A coming together in the West Side penalty area brought Saints manager Stephen MacAulay to his feet furiously leading calls for a penalty after Jospeh MacInnes hit the turf.
Referee Domhnall Iain Maclean waves play on before having some stern words with the Iochdar manager on the touchline.
Veteran midfield Dan Macphail showed great tenacity and eye for a pass to slide Shields clean through on goal. MacPhee came off his line to narrow the angle but Shields had time to pick his spot to double West’s lead only to rattle his shot straight into the keeper’s midriff.
Saints hadn’t threatened Iain Gillies’ goal much but five minutes before the break they drew level after a well worked move and classy finish.
MacInnes delivered an early cross towards the edge of the box where John Woodman had found a pocket of space and without breaking stride or lifting his head up he caught the ball on the volley with the outside of his boot and sent it curling away from Gillies and inside the far post.
It was a stunning finish and sent the sides in for their half-time Jaffa Cakes and Haribo’s level.
Much like the first-45 the second began in an edgy fashion with the two sides scrapping it out in the middle third and little action reaching either final third. On the hour mark West Side should have taken the lead.
Gordy Campbell, another source of thundering energy on the right flank, sent over an inch perfect cross for Scott Graham eight yards from goal. If you asked any West Side supporter or player who they would want that kind of chance to fall to they would unanimously cry out ‘Scotty G’ but on this occasion he mistimed his leap and the ball skidded off his forehead and harmlessly wide of the far post.
West Side weren’t having it all their own way though and Gillies had to be alert to push a MacInnes shot from some distance over the top from underneath the crossbar.
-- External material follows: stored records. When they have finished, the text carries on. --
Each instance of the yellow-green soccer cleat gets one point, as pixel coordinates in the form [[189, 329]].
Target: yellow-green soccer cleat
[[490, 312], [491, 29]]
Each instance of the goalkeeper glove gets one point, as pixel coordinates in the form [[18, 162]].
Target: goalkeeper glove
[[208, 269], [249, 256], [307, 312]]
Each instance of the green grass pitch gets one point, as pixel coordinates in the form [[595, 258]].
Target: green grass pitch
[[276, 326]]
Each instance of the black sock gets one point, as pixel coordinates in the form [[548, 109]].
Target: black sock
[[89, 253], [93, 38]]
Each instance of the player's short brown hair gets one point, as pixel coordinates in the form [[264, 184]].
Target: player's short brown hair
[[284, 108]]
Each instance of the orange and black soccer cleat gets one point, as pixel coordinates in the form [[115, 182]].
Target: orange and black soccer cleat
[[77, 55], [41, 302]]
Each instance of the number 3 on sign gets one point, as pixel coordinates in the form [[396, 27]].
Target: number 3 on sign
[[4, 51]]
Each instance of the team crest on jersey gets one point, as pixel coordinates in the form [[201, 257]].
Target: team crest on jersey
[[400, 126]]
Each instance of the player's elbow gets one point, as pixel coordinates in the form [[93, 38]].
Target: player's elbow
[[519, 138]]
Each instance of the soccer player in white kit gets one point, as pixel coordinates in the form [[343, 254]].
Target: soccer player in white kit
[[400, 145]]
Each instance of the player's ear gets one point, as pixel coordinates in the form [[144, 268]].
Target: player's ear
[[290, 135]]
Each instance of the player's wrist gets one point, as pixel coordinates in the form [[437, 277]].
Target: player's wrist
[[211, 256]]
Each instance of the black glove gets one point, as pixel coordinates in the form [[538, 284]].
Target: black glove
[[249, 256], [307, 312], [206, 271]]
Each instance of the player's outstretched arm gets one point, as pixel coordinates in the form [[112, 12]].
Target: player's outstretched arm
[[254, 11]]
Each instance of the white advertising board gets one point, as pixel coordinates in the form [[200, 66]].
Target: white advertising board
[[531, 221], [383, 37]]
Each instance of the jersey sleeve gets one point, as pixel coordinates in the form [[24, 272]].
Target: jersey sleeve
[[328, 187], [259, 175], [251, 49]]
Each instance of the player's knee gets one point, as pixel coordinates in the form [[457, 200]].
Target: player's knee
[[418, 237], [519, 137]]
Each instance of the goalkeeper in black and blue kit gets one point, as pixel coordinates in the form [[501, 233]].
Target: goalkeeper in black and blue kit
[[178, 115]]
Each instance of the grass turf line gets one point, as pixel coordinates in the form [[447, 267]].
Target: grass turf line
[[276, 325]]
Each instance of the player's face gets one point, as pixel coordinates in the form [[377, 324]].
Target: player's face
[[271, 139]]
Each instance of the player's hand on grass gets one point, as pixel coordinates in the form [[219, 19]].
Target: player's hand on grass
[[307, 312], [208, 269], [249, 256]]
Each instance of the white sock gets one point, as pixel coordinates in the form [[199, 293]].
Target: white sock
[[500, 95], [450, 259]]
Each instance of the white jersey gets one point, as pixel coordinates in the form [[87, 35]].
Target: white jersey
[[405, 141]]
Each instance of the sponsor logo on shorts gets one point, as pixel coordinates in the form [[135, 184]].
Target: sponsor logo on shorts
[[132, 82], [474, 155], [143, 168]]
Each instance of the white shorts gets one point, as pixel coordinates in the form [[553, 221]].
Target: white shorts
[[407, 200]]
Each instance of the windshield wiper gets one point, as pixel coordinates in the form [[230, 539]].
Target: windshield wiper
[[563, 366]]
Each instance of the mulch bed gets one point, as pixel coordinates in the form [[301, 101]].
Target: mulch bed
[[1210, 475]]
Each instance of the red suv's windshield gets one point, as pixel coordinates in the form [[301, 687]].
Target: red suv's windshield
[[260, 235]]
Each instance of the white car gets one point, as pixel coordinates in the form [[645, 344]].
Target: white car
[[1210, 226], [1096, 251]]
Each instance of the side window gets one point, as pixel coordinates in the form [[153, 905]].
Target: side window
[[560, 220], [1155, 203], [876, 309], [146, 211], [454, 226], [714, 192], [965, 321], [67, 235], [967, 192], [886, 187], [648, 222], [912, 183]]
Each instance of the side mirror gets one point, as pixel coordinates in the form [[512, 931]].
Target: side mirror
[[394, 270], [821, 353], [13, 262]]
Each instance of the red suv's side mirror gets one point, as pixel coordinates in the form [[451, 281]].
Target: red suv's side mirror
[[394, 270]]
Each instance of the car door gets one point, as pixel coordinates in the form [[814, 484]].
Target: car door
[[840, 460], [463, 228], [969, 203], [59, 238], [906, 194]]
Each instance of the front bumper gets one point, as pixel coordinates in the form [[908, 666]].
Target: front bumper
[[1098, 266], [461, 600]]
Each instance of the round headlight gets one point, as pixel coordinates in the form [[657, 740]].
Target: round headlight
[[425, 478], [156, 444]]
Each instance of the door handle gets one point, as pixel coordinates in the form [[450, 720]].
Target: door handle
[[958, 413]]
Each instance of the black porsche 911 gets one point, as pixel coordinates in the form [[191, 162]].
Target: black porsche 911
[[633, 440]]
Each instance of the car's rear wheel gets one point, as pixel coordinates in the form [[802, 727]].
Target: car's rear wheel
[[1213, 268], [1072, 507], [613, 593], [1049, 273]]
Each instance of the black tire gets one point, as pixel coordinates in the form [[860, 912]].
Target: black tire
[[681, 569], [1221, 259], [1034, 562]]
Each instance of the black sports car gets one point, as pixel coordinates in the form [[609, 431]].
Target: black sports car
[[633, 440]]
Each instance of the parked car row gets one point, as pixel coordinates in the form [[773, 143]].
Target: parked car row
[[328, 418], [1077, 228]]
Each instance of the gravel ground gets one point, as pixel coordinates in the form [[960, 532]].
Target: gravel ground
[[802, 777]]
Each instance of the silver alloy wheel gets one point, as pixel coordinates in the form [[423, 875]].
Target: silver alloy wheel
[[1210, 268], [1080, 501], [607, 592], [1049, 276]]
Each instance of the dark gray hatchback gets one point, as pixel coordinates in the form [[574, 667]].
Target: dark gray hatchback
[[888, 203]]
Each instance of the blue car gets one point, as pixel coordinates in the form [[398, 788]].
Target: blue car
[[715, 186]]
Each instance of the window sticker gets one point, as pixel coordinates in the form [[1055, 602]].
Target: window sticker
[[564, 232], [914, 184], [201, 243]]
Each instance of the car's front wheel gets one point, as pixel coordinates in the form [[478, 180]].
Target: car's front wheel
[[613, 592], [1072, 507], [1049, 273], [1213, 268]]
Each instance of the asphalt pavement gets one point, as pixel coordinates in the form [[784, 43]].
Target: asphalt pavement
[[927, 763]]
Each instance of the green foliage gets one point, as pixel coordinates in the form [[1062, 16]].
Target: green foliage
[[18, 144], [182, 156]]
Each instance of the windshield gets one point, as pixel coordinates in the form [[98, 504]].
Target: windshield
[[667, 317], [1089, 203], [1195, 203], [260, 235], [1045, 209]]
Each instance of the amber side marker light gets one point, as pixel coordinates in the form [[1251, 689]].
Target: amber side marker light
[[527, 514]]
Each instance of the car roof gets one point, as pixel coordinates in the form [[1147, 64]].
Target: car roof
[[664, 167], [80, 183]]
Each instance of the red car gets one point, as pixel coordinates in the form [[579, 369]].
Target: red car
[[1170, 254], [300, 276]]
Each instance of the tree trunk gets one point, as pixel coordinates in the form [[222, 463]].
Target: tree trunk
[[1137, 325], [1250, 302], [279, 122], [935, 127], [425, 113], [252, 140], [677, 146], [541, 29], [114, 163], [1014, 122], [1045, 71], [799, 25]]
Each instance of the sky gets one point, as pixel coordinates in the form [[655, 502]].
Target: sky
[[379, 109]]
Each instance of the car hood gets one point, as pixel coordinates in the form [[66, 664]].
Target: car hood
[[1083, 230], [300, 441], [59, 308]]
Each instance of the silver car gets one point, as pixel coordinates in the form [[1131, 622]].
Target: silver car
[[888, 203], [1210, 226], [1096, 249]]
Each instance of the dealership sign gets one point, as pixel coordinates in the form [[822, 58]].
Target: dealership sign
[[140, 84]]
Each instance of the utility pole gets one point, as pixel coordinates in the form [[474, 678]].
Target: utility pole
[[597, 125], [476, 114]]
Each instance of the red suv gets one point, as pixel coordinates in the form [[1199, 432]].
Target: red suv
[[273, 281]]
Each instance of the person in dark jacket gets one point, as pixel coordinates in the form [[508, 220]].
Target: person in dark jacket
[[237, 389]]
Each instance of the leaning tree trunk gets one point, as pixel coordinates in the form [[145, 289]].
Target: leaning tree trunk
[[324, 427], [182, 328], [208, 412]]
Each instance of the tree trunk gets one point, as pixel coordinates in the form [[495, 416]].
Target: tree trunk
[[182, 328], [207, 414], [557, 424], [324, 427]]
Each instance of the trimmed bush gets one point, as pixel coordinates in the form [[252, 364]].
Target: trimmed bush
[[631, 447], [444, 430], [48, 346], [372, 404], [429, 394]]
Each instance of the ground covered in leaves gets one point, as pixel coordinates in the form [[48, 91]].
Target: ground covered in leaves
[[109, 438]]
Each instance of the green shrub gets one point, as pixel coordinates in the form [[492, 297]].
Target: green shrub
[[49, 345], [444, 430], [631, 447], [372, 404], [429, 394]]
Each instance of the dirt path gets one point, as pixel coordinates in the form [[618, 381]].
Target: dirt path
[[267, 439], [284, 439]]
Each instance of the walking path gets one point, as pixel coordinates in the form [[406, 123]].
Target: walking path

Woodman went close with an angled strike before MacInnes saw an effort deflected into the side netting.
Siarach boss Murchadh Macdonald felt he needed to do something and used up his two final substitutions in an effort to turn the tide in his favour before the dreaded penalty shoot-out. Sent across the white line into battle were Luke Mackay and Colin George Morrison.
Mackay’s frightening pace and Morrison’s cool head on the ball gave West Side a new threat and it was the latter who had a direct hand, or boot, in the winning goal.
With the West Side management urging the blues forward, Morrison jinked his way into space in the inside left channel. He toe-poked the ball to his right towards Macleod who caught the ball flush.
John Angus MacPhee got a hand to the ball but there was too much power on it to keep it out and it found the bottom corner to spark wild celebrations.
Time was very much against Saints but they refused to accept defeat and launched a late surge forward. An almighty goalmouth scramble in the dying moments saw Gillies claw away a powerful Harry Luney header before West threw bodies in the way of follow-up shots.
West Side manager Murchadh Macdonald told the Gazette after the match he was fearful the game would be decided from the spot as the two sides remained deadlocked in the final minutes.
But he says he believes his side earned the win having created more of the better goalscoring opportunities over the entire piece.
“Towards the end it looked certain that it was going to go to penalty kicks,” he said.
“The winner did arrive very late but I think we were the stronger team. Certainly so in the first-half where we had most of the chances. But Saints scored a great goal, very well worked and that’s what can happen against a good team like Saints.
“The second-half was much closer between the sides but I think our substitutions changed the game a little in our favour and gave us a boost.
“It was very good to win the trophy having lost two cup finals already this season which was very disappointing. I felt we were the better team. Saints did pressurise us right at the end but we held on.”
West Side: Iain Gillies, Gordon Campbell, Euan Shirkie, Donnie Smith, Johnny Wallace, Ali Macleod, Doug Bryson, Dan Macphail, Scott Graham, Martainn Shields, Innes Iain Morrison. Subs: Murdo John Graham, Luke Mackay, Connor Mackay, Warren Mackay, Colin George Morrison.